Fundamental
Overview
The FOMC decision on Wednesday didn’t
provide anything new. In fact, the Fed delivered on expectations with no
surprises whatsoever. The central bank kept rates steady, reduced the QT pace,
revised growth lower and inflation higher, and kept the dot plot mostly unchanged.
Fed Chair Powell
acknowledged the current uncertainty around Trump’s policies and the inflation
outlook but confirmed that the economy remains healthy, and the Fed is in a
good position to wait for more clarity.
In the bigger picture, as
long as the Fed doesn’t change its reaction function and doesn’t mention rate
hikes, the trend should remain to the upside as real yields will continue to
fall unless we get another strong growth scare.

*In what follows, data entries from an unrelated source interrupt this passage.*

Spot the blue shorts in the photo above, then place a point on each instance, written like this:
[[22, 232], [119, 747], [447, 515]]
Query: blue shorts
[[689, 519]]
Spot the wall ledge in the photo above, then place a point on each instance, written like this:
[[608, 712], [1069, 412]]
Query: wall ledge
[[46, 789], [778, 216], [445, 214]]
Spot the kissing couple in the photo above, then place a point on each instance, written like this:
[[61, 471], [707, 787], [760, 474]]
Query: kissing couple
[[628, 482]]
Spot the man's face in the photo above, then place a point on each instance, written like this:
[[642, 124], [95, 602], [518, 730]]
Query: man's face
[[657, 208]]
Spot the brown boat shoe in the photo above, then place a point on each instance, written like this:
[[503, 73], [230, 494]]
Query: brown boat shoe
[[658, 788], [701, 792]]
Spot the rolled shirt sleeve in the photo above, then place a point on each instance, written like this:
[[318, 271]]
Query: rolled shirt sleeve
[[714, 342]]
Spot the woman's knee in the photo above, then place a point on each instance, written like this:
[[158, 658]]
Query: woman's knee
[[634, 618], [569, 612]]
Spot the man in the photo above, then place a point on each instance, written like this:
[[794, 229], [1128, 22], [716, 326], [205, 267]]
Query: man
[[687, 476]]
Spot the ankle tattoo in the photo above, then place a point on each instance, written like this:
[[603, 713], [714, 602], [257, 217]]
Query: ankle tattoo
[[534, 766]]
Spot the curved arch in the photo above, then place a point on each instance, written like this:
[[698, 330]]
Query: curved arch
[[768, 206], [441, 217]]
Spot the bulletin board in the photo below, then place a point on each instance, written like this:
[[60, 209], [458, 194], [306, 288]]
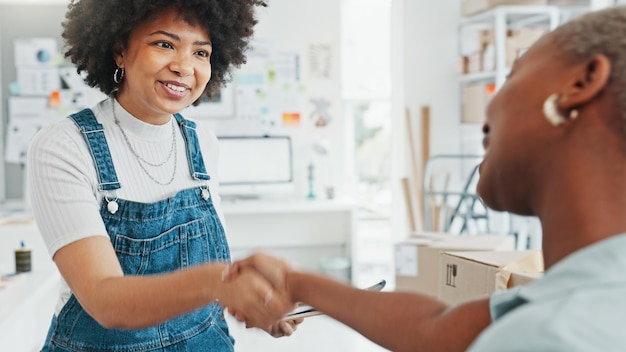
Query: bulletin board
[[43, 21]]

Therefore, all the technical
pullbacks continue to be just dip-buying opportunities.
The next key event is
scheduled for Monday when we get the US Flash PMIs which coupled with the UMich
inflation expectations triggered the growth scare last month.
Gold
Technical Analysis – Daily Timeframe
Gold Daily
On the daily chart, we can
see that gold got into some consolidation around the 3050 level as we haven’t
got anything new in terms of fundamentals. From a risk management perspective,
the buyers will have a better risk to reward setup around the 2955 level where
they will also find the trendline
for confluence.
The sellers, on the other hand, will want to see the price breaking below the trendline
to target the 2832 level next.
Gold Technical Analysis
– 4 hour Timeframe
Gold 4 hour
On the 4 hour chart, we can
see that we have a minor support around the 3020 level which is also the
neckline of the head
and shoulders formation. This is where we can expect the buyers to step in
with a defined risk below the neckline to position for a rally into new highs.
The sellers, on the other hand, will look for a break lower to gain more
conviction and pile in for a drop into the 2955 level next.
Gold Technical Analysis
– 1 hour Timeframe
Gold 1 hour
On the 1 hour chart, we can
see that we have a counter-trendline that is defining the current pullback and
can turn into a bullish pennant if the price were to break to the upside. In
such a case, the buyers will likely increase the bullish bets into new highs,
while the sellers will likely lean on the counter-trendline to position for the
break below the neckline and the 2955 level next. The red lines define the average daily range for today.